University of Virginia Ending 21-Gun Salute Honoring Veterans Because It Might 'Panic' Students

On Nov. 11, we take the time to honor our veterans, those who have sacrificed so much with their service to help protect us and keep us free.

We have parades and other ceremonies honoring that service so that we might never forget.


But the University of Virginia announced they would be ending one ceremony they had used for more than a decade to honor veterans – a 21-gun salute.

The salute traditionally comes at the end of a 24-hour vigil by ROTC cadets.

Why are they eliminating it?

Because it might trigger sensitive students and cause trauma to them if they heard the shots, according to the Washington Examiner.

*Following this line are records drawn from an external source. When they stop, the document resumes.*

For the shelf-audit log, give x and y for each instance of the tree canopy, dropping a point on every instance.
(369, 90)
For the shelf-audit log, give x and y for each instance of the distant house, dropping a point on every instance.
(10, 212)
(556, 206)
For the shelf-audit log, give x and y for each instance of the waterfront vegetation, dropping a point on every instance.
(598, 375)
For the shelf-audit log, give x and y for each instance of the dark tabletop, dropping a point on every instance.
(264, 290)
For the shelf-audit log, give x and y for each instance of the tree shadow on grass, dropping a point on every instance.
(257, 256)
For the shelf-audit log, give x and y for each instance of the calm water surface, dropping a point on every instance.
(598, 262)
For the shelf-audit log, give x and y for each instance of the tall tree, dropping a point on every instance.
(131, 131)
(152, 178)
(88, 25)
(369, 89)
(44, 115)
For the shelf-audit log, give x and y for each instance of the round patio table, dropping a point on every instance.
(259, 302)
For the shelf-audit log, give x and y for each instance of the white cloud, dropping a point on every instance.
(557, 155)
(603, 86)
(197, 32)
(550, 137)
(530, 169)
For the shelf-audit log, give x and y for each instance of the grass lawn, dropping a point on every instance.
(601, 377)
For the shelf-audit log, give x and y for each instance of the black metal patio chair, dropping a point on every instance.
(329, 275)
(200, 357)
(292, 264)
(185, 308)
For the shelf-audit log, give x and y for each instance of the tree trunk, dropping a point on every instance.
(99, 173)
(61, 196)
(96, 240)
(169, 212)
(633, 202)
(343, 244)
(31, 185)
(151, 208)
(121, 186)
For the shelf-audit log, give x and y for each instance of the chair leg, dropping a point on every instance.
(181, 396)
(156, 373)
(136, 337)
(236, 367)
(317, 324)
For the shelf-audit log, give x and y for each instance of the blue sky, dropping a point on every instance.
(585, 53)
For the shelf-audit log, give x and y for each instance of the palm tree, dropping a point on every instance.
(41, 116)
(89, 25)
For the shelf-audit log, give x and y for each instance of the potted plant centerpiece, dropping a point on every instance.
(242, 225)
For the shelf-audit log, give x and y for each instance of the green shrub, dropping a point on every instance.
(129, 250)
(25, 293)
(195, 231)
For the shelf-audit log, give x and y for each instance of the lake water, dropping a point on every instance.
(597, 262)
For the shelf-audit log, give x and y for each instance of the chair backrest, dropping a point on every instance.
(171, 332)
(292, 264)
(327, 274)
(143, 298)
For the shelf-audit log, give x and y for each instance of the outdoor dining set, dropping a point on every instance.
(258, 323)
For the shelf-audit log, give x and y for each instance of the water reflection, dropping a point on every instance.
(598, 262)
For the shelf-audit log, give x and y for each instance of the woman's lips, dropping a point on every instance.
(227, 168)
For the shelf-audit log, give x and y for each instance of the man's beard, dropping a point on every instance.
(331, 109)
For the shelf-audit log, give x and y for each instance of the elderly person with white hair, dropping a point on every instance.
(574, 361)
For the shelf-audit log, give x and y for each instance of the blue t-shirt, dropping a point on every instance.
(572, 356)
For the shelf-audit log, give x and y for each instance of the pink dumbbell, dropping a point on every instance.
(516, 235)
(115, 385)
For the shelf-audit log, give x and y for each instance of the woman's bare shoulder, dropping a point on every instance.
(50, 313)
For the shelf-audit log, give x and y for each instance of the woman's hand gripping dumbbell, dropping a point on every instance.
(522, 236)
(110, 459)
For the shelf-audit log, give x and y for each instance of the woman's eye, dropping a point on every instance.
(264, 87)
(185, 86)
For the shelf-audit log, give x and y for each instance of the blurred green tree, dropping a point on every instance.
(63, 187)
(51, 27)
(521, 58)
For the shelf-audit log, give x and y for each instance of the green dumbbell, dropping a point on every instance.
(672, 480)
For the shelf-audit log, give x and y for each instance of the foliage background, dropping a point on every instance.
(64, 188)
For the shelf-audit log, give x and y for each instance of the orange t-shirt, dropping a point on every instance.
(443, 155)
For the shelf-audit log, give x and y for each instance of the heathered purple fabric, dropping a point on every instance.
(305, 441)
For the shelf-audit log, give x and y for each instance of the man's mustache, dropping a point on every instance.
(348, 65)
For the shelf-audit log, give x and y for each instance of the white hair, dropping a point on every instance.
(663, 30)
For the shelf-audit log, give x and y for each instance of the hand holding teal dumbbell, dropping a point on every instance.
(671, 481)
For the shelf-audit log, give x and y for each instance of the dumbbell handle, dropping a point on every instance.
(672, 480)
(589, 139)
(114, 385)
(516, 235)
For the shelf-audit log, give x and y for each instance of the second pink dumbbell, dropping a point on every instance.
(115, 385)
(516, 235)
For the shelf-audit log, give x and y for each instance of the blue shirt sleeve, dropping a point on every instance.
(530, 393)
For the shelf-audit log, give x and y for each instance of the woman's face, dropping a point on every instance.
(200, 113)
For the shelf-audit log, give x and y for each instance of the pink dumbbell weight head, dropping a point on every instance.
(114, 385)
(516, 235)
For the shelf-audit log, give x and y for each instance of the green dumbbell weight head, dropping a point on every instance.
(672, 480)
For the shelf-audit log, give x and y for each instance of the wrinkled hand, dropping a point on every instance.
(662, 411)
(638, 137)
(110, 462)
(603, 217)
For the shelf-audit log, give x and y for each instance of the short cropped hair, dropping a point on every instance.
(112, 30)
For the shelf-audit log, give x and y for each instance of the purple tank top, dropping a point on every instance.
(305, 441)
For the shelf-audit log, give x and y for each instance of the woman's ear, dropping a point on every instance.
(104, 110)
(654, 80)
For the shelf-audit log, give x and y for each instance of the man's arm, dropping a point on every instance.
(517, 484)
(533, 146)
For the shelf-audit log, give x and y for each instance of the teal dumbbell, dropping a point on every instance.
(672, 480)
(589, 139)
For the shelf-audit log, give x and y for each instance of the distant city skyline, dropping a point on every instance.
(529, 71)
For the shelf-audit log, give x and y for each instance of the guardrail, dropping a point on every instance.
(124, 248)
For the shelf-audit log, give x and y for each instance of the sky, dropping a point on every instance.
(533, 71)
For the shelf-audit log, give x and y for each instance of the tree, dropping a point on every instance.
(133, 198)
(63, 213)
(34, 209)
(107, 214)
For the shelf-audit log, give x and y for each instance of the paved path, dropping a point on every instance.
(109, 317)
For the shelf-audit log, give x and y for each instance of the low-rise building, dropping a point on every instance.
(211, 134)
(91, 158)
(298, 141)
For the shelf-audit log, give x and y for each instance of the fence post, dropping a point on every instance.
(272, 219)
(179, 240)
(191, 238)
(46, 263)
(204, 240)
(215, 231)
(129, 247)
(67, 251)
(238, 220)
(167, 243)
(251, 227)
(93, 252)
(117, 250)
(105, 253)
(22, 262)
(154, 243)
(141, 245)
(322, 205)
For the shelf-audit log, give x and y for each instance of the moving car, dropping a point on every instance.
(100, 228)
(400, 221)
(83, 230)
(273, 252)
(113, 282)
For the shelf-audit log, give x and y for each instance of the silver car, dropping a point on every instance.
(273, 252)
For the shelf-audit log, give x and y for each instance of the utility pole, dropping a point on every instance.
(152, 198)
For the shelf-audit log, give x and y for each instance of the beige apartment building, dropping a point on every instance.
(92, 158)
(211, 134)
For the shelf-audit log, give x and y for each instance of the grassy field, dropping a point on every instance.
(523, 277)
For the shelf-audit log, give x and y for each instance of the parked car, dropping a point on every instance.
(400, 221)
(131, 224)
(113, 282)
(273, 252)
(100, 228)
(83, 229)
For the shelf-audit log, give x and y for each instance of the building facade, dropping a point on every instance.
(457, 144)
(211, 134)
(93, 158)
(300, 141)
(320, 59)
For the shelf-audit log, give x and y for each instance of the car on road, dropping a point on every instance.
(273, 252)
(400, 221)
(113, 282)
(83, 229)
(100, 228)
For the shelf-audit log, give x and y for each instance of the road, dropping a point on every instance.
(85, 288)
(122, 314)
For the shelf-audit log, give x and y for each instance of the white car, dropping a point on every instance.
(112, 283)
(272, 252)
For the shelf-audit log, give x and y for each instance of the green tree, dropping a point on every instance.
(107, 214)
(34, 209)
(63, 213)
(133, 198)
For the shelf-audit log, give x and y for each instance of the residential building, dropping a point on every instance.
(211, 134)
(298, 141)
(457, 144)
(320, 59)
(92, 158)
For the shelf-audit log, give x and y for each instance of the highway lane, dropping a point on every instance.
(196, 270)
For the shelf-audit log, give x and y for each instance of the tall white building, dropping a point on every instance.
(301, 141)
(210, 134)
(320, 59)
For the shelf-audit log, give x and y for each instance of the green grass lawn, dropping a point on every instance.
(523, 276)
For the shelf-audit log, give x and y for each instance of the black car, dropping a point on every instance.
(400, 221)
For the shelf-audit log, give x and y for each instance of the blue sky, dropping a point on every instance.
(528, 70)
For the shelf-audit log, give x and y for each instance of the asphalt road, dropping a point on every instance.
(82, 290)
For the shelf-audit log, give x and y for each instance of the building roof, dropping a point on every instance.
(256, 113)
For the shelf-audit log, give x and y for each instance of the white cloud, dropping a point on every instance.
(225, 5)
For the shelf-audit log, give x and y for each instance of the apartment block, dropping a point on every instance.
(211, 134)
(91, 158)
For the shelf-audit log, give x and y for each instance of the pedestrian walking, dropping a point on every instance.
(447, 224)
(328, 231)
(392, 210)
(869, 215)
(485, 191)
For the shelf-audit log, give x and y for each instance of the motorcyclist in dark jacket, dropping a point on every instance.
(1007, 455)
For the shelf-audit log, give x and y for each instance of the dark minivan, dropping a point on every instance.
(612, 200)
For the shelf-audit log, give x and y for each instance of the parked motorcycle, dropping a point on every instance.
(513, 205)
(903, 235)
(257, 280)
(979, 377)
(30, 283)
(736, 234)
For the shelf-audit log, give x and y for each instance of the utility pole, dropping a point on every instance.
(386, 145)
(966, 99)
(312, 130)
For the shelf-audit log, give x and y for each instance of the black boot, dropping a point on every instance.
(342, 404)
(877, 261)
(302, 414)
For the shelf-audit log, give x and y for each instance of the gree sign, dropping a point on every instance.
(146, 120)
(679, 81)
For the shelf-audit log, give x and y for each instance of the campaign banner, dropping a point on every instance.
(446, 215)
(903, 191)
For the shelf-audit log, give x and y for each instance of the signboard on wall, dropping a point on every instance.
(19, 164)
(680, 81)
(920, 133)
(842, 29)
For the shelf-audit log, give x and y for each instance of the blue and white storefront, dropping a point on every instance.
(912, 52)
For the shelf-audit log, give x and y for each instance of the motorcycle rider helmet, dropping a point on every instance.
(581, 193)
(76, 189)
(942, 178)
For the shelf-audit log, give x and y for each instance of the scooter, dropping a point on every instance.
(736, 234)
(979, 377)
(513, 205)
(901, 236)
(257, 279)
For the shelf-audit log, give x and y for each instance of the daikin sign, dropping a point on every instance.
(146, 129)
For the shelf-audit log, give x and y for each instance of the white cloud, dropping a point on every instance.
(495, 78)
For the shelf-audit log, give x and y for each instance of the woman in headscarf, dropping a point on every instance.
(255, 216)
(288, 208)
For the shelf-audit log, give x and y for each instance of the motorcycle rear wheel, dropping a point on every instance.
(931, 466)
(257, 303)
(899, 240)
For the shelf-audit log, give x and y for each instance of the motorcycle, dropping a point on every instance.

“One is that it would be disruptive to classes and two unfortunately with gun violence in the U.S., there was some concern that we would cause a panic if someone heard gunshots on grounds,” Jim Ryan, the college’s president, told NBC29.

Seriously? Are they kidding? So they’re going to remove an honor the people who actually went to war and suffered real trauma because kids who would have ample warning as to what the shots were about might be bothered?

Just so wrong.

Veteran Jay Levine, who was in UVA’s ROTC program, said he was unhappy with the decision and planned to recruit other veterans to protest the school’s decision. “I am very disillusioned, very upset, and very surprised that they would make such a decision,” Levine said.

According to The College Fix, the local paper got a lot of letters blasting the decision.

One letter argued that the decision disrespected the fact that the university’s rotunda hosts plaques honoring hundreds of alumni slain in previous wars. Another argued “veterans deserve better.”

The decision also sent “an unfortunate message about students: That they are too fragile, too delicate, too distractible to deal with the ‘interruption’ of the salute. That they are too insular, too wrapped up in their own worlds to comprehend and accept this longstanding practice. That they must be protected from the reality that exists outside academia,” another letter writer chimed in.

Some Twitter users responding to Ryan’s statement were a little more blunt. Among them: “How ‘we’ reached the decision? The buck stops with you. Score one for the snowflakes.”


In the words of one of the alumni:

The vigil will continue this year without the salute at the end. Ryan said that given the backlash, they will look into how they might be able to re-introduce the salute in some way in the future.